I want to be absolutely clear that we have never worked with any government agency from any country to create a backdoor in any of our products or services. We have also never allowed access to our servers. And we never will.

– Tim Cook
Apple.com/Privacy

Encryption is an issue on which both american liberals and conservatives should find consensus. Sadly, the consensus among political leaders on both sides of the aisle seems to be that encryption is dangerous, and should Not Be Allowed.

On the contrary, no government should make any laws concerning encryption but should be happy to have private companies and organizations pouring time and money into creating ever-stronger encryption methods. Encryption isn’t just for criminals and terrorists: if you use email you use encryption (at least when you connect to your webmail login), if you use a bank you use encryption, if you have a password on your wifi network you use encryption, if you have an iPhone or iPad you use encryption. Anytime you see a small lock in the address bar of a website you’re using encryption. Why? Because encryption helps ensure that:

  • you are communicating with whom you intend to communicate
  • nobody else is listening in

There’s nothing wrong with those, I think any reasonable person would recognize them as goods.

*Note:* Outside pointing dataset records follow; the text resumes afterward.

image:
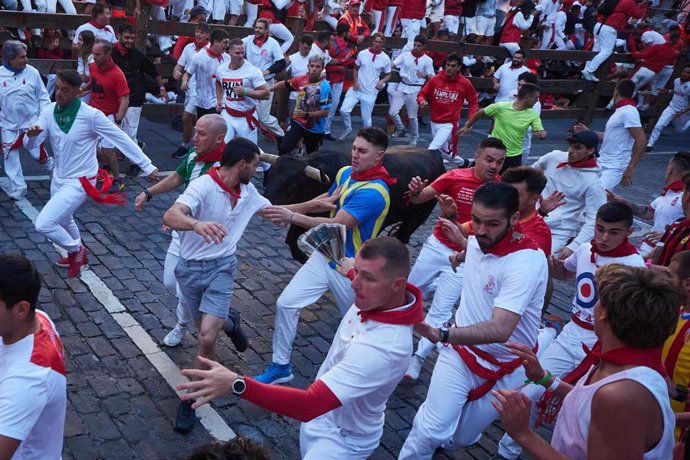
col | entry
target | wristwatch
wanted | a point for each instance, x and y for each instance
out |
(239, 386)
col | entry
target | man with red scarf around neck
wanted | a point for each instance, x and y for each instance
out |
(501, 300)
(623, 141)
(620, 408)
(564, 356)
(343, 410)
(363, 200)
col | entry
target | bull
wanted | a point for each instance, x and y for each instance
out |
(294, 180)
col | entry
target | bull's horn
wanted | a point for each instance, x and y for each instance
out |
(316, 174)
(268, 157)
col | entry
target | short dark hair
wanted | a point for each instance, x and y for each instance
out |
(615, 211)
(528, 89)
(497, 195)
(491, 143)
(375, 136)
(239, 149)
(533, 177)
(642, 306)
(71, 77)
(307, 39)
(625, 88)
(218, 35)
(19, 281)
(528, 77)
(390, 249)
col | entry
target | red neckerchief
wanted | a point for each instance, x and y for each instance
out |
(406, 317)
(588, 163)
(515, 240)
(675, 186)
(233, 192)
(624, 249)
(212, 156)
(260, 41)
(121, 48)
(377, 172)
(416, 57)
(214, 55)
(201, 45)
(624, 102)
(374, 54)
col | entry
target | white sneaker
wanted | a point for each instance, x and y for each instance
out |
(415, 368)
(174, 337)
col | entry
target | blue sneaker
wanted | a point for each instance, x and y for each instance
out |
(276, 373)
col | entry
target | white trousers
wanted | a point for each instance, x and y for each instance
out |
(336, 92)
(681, 124)
(366, 101)
(560, 358)
(441, 133)
(309, 284)
(238, 127)
(446, 414)
(56, 219)
(604, 42)
(172, 257)
(283, 34)
(433, 267)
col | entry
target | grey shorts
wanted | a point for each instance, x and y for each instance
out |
(207, 285)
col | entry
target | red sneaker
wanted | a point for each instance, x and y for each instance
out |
(77, 260)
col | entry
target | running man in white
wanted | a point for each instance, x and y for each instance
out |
(367, 82)
(501, 301)
(415, 69)
(239, 88)
(74, 130)
(22, 97)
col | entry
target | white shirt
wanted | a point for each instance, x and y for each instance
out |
(208, 202)
(515, 282)
(33, 393)
(106, 33)
(204, 66)
(22, 96)
(616, 149)
(507, 81)
(75, 152)
(369, 70)
(363, 367)
(247, 76)
(583, 192)
(586, 294)
(409, 81)
(263, 57)
(681, 95)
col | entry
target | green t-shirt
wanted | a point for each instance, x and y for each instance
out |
(190, 169)
(511, 125)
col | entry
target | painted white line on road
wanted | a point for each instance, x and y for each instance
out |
(208, 416)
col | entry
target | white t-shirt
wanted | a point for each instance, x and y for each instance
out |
(263, 57)
(204, 66)
(105, 33)
(515, 282)
(507, 81)
(369, 69)
(586, 294)
(409, 81)
(681, 95)
(33, 393)
(363, 367)
(616, 149)
(247, 76)
(208, 202)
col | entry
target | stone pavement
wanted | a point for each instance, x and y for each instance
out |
(120, 406)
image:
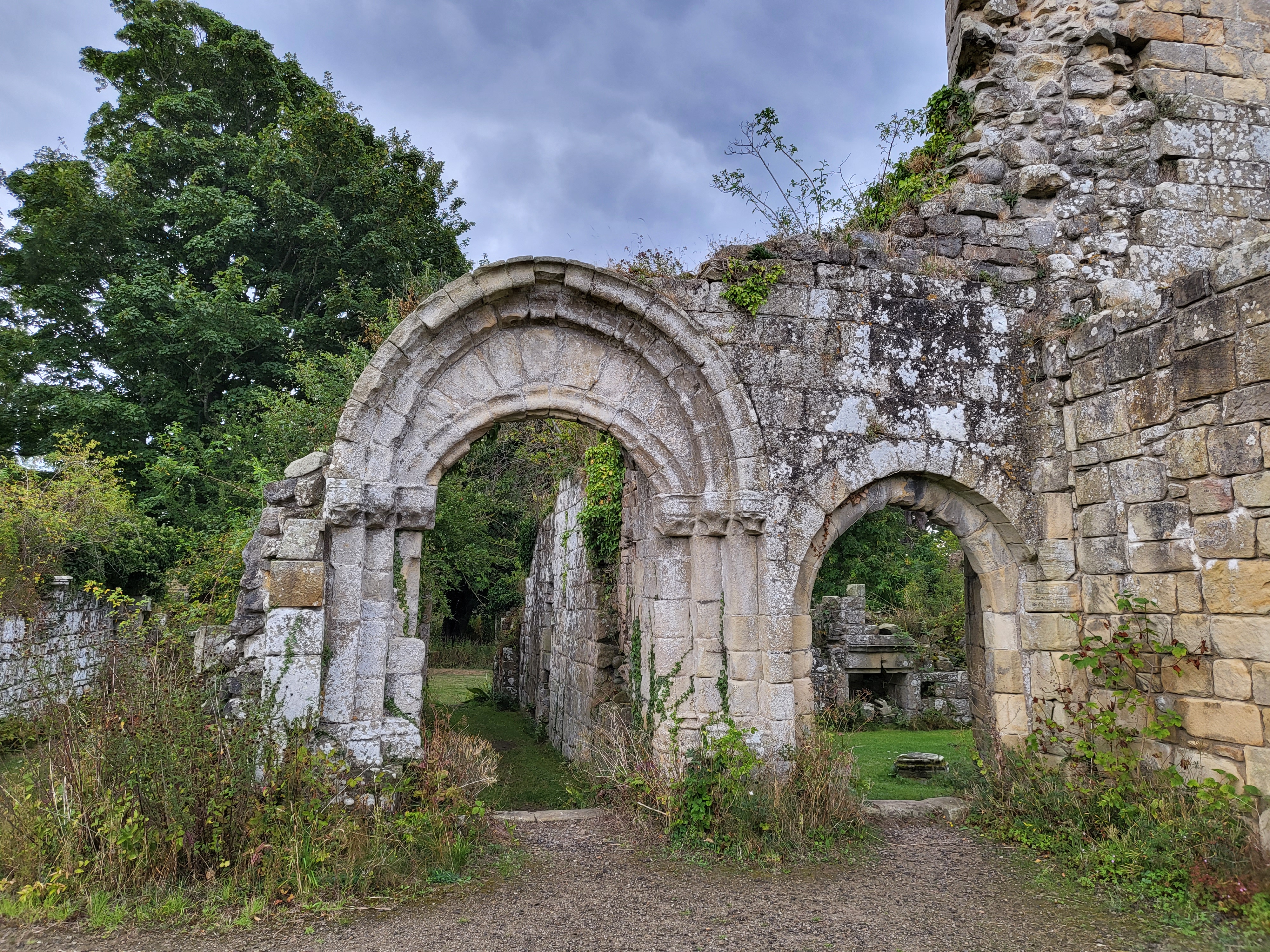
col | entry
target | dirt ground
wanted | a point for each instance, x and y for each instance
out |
(594, 887)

For the sake of this argument, let’s assume for a moment that we all completely trust our own American government and don’t mind them listening in. Great. What about advertisers? Insurance companies? The media? Your neighbors? Your employer? Criminals? Foreign governments? Once you break encryption, it’s broken for everyone. This isn’t a technical issue that we’ll get over with better hardware or software, it is a fundamental to the whole idea of locking something. Weakening encryption “for law enforcement” or “in emergencies” means weakening encryption for everyone, always. There is no way around that fact.

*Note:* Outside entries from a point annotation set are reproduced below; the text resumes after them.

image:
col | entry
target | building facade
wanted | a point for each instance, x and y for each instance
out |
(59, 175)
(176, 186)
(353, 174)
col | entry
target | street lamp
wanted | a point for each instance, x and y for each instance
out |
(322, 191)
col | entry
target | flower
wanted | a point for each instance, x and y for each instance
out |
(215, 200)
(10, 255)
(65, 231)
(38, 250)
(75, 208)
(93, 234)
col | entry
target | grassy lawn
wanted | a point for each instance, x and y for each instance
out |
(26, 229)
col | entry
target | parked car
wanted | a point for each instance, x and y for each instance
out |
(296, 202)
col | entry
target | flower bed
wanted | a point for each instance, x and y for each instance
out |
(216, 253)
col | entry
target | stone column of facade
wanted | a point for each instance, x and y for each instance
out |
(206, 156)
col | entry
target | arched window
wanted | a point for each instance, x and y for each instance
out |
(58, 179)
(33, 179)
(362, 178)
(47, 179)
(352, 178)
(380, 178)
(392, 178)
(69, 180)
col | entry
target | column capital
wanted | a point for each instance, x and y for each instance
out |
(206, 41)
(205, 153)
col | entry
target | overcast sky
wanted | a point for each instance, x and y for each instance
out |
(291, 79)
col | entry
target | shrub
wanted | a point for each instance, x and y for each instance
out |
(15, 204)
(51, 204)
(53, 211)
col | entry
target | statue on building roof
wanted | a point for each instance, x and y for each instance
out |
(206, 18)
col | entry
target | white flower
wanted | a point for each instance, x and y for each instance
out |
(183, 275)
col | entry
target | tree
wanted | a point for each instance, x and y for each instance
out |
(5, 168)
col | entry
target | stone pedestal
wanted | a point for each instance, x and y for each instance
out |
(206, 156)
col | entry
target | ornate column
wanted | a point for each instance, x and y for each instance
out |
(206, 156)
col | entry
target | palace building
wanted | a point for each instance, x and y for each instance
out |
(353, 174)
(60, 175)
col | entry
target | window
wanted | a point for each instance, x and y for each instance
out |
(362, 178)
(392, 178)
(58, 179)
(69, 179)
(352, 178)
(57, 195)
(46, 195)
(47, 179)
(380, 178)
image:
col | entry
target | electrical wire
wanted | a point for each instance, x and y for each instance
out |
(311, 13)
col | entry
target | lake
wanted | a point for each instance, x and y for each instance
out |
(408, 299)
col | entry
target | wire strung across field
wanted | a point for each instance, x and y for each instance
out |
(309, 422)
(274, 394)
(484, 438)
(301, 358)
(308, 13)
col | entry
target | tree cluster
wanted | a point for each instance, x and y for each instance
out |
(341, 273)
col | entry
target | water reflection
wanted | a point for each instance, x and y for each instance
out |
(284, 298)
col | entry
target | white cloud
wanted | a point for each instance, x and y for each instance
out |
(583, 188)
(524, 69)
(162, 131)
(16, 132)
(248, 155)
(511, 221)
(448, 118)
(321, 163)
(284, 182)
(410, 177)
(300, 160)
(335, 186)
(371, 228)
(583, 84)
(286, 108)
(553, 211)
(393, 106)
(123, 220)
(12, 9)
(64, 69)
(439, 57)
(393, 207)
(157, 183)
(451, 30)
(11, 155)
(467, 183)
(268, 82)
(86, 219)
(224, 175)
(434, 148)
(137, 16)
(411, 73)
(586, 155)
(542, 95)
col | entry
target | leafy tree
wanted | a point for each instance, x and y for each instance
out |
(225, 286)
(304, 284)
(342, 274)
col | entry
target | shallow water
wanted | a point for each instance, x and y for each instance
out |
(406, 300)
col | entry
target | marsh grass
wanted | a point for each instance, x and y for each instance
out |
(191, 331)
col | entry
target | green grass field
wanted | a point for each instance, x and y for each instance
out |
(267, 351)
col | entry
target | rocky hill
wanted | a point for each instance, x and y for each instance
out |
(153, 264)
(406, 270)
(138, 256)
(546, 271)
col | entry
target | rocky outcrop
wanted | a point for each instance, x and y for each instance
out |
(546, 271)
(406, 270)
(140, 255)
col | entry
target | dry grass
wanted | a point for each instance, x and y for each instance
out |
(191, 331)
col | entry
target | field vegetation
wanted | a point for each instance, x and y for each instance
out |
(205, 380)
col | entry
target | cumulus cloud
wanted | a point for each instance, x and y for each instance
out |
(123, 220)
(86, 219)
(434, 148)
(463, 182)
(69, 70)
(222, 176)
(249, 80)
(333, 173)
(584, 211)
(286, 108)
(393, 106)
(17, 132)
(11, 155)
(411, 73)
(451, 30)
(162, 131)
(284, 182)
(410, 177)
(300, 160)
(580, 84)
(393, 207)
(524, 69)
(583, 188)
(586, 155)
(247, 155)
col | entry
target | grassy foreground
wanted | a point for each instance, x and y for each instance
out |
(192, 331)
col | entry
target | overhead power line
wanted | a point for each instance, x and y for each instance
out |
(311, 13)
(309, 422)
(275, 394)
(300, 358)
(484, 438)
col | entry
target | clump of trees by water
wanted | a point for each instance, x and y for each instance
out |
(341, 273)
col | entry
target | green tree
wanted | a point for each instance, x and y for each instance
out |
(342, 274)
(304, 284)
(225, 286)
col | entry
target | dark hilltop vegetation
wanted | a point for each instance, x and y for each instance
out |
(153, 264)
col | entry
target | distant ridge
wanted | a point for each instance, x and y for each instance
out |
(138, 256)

But this is all an argument from practicality. Let’s look at it from a more slightly more principled perspective, or two.

A Brief Liberal Case for Encryption

American liberals love “privacy rights”. It was “privacy” which legalized Abortion. It was “privacy” which decriminalized sodomy. Surely, if the government can’t violate the privacy of individuals to save the lives of unborn babies, it can not violate it to save the lives of anyone else either. After all, “equality” is a favorite “right” of American Liberals too.

A Brief Conservative Case for Encryption

American conservatives love “limited government”. Handing the government a key to every bit of your life is a terrible way to limit power. Just as a conservative gun “rights” advocate would argue that “guns don’t kill people, people kill people”, the conservative encryption “rights” advocate might argue that “encryption doesn’t enable terrorists, terrorists enable terrorists”. Encryption is a tool, the vast majority of people and organizations use it for good, and the ones who use it for evil will do so regardless of its legality. Taking away legal encryption from the rest of us will only weaken all of us.1

I think the conservative case is actually much easier to make, and more well founded. Oddly, most american conservatives seem to oppose encryption while your average american liberal generally supports it. Regardless, from Obama to Bush, Sanders to Trump, and nearly everyone in-between, our politicians aren’t fans of encryption.

They should be. Imagine what we’d find if they weren’t protected by encryption.


  1. “Legal” encryption because even if laws were passed banning or limiting encryption, I suspect that vast numbers of people would continue to use it. It would be impossible to enforce completely, and the rest of the world would continue developing strong encryption.